The Afghan Hound dates back more then 4,000 years. It has always been coveted, though only in the more recent years for its graceful appearance. Today, the Afghan Hound is recognized by most canine associations and is a popular pet around the world.
A native of the Sinai region, the breed was carefully guarded over many centuries and no one was allowed to take any Afghan Hound out of the area. With transportation so carefully guarded, it was only the tales of travelers who alerted the rest of the world to the beauty and grace of this dog until a century or so ago. It's quickly become a popular breed for the show ring. Watching those show dogs, the most notable traits are the long, silky hair and the agile body, but there's a history of courage behind this breed.

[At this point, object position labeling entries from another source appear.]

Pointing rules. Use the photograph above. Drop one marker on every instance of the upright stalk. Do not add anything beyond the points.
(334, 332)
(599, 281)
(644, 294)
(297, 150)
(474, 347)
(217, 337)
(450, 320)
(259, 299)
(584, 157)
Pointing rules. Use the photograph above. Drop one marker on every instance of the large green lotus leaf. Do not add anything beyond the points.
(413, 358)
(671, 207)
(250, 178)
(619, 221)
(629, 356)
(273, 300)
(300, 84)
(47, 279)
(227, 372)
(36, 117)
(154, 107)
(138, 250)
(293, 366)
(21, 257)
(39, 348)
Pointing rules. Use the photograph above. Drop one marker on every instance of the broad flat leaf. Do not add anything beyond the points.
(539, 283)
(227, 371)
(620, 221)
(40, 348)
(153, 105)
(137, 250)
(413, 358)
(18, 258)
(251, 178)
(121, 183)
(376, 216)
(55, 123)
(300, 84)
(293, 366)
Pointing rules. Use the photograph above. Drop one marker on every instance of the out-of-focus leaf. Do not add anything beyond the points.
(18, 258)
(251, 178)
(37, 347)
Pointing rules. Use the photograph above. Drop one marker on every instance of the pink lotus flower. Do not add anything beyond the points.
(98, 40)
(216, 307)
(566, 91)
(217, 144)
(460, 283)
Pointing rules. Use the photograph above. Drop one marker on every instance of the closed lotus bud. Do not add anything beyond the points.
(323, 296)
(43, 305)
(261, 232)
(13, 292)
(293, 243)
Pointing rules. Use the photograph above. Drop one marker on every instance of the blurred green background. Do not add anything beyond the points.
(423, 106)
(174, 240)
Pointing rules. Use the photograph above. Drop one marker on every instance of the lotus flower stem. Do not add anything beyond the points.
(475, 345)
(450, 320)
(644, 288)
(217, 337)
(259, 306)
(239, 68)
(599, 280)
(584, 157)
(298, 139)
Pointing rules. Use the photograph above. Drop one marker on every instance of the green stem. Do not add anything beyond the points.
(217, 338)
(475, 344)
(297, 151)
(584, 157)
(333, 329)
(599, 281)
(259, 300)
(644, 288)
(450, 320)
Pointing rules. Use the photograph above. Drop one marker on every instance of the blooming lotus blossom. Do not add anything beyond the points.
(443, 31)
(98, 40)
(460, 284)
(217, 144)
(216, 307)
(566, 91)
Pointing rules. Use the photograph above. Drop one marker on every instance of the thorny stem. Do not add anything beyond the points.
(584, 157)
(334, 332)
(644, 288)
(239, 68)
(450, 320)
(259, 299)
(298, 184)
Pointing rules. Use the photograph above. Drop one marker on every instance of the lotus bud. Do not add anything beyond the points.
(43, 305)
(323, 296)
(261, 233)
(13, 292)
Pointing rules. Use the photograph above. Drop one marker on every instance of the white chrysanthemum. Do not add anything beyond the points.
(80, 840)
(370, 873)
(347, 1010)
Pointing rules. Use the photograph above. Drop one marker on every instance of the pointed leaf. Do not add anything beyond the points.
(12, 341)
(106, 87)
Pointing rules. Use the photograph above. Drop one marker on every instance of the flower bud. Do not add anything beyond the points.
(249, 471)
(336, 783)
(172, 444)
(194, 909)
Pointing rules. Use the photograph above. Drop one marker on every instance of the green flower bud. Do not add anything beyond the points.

The Afghan Hound was originally used in two major capacities - hunting and herding. The dog's alert nature and protectiveness made it ideal as a guard dog for herds of domesticated animals. This hound also has an incredible nose and has been used to hunt some very large, fierce animals. Not only have they helped hunt deer, wild goats and similar herd animals, they've also been used for hunting snow leopards and wolves.
The slender neck supports a slim head, giving the Afghan Hound a very regal bearing that makes it stand out from some other hounds. The coat tends to be very thick. Their ancestors needed those heavy coats as protection against the elements and the breed of today can typically withstand cool temperatures without problem. Afghans may be any color, though sand, red and black seem to be the more common. For show purposes, only white is not acceptable and even white marking will count off in the show ring.
These dogs are true "people dogs." They love to be with their owners and will grieve greatly if left alone for long periods of time. Not only that, but some of these dogs also tend to act sad if their favorite person or people are no longer around. Ages ago, the Afghan had a reputation for being somewhat sneaky or unreliable. Selective breeding seems to have all but eliminated that trait, though this breed still seems to thrive in a sound, stable atmosphere.
The Afghan Hound typically weighs in at somewhere around 50 to 60 pounds. They also tend to live slightly longer than most larger dogs with averages estimated around 12 to 14 years. As a rule, these dogs are very sensitive to pain. They may not readily recover from even minor injuries without proper care, especially if those injuries limit activity.
The Afghan Hound loves the outdoors, though they're gentle enough to adapt to living indoors, provided they get ample exercise. They remain easily trained for hunting and herding, though most people who seek these dogs are doing so because of the aristocratic bearing and elegance - traits that make them show dogs and pets, not working dogs.